どうやら先行している難民達の様だが、何故か皆んな川岸で座り込んでいる
「どうしたんですか?」
「ああ、山の方で豪雨が有ったらしくてな、水嵩が増えて渡れないんだよ、しかもほれ」
その難民が指差した川の中洲にはベロジナ・サルコスクスの大群が居る。
ここを渡河しなければ、西岸に渡る事はできない、水嵩が低ければ少し上流のベロジナ・サルコスクスの少ない所を渡れるがこの水量では無理だった。
ただ夜行性なので昼間は日向で昼寝をしている事も多い、今日はこのまま川岸でキャンプをして明日の朝になったら渡れるか考えた方が良さそうだ。
しかし、この状態でまた野盗や人買いに襲われたらひとたまりも無い、子供達は寝かせてもレナは寝るわけには行かなかった。

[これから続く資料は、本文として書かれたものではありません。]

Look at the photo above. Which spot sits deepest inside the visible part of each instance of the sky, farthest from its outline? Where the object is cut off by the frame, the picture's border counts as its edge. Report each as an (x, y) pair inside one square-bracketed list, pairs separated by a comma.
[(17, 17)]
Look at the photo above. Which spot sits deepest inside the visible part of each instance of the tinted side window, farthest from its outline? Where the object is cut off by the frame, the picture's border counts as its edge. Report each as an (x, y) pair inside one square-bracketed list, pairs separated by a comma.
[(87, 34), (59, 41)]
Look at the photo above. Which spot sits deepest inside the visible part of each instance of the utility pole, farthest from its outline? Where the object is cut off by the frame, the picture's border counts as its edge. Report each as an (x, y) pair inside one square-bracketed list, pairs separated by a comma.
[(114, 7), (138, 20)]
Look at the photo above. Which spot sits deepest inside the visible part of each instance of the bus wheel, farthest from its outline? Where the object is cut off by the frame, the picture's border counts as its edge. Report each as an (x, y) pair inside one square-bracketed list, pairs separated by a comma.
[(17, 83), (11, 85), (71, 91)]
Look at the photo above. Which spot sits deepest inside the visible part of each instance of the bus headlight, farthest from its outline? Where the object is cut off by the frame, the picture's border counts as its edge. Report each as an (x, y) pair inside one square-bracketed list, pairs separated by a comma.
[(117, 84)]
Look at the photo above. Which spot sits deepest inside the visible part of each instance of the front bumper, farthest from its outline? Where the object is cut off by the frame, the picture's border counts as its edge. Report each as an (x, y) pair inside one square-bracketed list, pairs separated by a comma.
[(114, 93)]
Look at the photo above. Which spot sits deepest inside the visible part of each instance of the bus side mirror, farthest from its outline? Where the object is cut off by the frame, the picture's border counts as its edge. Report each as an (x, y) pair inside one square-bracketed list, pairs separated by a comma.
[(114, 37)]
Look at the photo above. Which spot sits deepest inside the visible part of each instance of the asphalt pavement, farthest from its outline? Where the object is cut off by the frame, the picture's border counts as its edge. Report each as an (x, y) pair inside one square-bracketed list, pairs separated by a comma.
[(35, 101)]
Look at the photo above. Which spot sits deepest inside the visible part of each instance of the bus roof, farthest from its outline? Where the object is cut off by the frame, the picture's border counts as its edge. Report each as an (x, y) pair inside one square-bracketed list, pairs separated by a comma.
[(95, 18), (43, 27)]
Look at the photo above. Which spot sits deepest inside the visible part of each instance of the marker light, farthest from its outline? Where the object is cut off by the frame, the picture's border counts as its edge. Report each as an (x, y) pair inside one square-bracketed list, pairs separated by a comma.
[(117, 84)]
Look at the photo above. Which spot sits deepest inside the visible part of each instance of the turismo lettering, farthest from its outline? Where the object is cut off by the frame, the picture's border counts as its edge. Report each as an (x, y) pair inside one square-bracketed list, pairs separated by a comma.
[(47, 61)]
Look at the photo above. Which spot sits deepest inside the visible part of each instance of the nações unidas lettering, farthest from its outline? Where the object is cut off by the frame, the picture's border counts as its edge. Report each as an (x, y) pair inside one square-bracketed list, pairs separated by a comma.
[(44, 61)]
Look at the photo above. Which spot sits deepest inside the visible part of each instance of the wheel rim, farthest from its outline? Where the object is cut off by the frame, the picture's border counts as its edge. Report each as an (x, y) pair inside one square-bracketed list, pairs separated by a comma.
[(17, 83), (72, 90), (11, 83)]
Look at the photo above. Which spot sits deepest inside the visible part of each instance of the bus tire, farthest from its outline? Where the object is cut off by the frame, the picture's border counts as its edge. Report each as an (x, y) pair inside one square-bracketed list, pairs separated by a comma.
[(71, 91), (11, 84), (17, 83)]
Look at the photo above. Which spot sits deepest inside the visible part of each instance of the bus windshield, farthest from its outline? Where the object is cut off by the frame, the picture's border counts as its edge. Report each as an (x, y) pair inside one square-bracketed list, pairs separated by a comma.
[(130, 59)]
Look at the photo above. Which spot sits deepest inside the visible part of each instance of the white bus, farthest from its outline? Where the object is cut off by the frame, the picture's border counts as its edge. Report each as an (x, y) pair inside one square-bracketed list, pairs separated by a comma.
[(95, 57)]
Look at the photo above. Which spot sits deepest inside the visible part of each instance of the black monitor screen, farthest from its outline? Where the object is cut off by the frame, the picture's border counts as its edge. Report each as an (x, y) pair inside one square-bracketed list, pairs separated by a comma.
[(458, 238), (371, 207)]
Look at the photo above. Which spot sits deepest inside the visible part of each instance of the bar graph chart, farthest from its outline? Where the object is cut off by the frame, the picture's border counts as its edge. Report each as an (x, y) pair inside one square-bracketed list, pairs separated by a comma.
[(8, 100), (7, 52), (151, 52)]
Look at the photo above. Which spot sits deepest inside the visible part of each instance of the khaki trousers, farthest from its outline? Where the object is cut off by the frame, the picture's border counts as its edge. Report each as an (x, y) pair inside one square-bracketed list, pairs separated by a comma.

とりあえず焚火の用意をして、食事は固いパンだけを皆んなで固まって食べて、夜明けを待つ事にした。
「お母さん、もっと食べたいよ」そう言うエンベルトに
「ごめんね、今は少し我慢してね」と言う事しかできなかった。
翌朝、少し水嵩が引いたのを見て難民達はそれぞれに渡河を始めた。
レナ達も全員で手を繋いで川に入る。
「ああ、お婆ちゃん!」
少し上流を渡ろうとしていた家族連れの老婆が足を滑らせて、こちらに流れて来るのが見えた
「皆、手をしっかり繋いで、離さないで」
老婆はレナ達の列に流れて来ると、最後尾のアーデレを引き摺る様に倒すと、一緒に更に下流で数人を巻き込みながら流されていく。
「エンベルト!!」
レナも引っ張られエンベルトの手を離してしまった、エンベルトも下流に流されて行く。
上空からまるで獲物を捕える様に一匹の子グリフィンが急降下をするとエンベルトをその前足で掴むと
対岸へ運んで行った。
「エンベルト!!」
やっと渡河し終わったレナがエンベルトの側に駆け寄ると子グリフィンは得意そうに一声鳴いた。
「お前は、グリアなの?、ねぇアーデレも探して来て」
グリアはレナにそう言われてもキョトンとしているだけだった。
しかしエンベルトが
「グリア、ありがとう、アデーレ姉ちゃんも探して」
と言うと、また短く鳴いて下流に向かって飛んで行った。
しばらくして帰って来たグリアはアーデレの物だったバックパックだけを持ち帰って来た
「ここまで来たのに・・・」
レナはもう涙は出なくなっていた。
「グリアありがとう、でもここから先は貴方を連れては行けないのよ、帰りなさい」
またグリアはキョトンとしている。
エンベルトはグリアの体からハーネスを外すと、
「グリア、しばらくバイバイね、僕また帰って来るから」
それを聞いたグリアは悲しそうな顔をすると(レナにはそう見えた)
飛び上がり、上空を二回りほどすると、東に向かって飛び去った。
「皆、頑張って、この丘を登ると黒衣の森よ」
子供達と言うよりは自分を励ます様に、レナは声を出した。
この当時グリダニアとギラバニアの国境付近には「ホウソーン家の山塞』があり
平時には狩に来る猟師や交易の商人達が一休みできる場所になっていた。
レナ達の次の目標地で有る。
山塞に近づくとまた難民達の集団が前方に居る。
「え、そこに行けば良いの?」
森に入ってからエンベルトがずっと誰かと話している
「エンベルト、さっきから誰と喋っているの?」
姉のマリアに聞かれたエンベルトは
「お友達だよ、これから一緒に遊んでくれるって」
「無理もないわ、この二日間満足に食事もできず、姉達も行方不明になって、エンベルトなりにショックを受けているんだろうなぁ」とレナは思った、子供が空想の友達と会話をするのは良く有る事だからだ。
「避難民の方は右側に並んで下さい、グリダニア市民やその関係者は左側です」
病気や怪我をしている方は警備隊まで申告してください」
グリダニアの国境警備の神勇隊兵士が難民達に声を掛けている。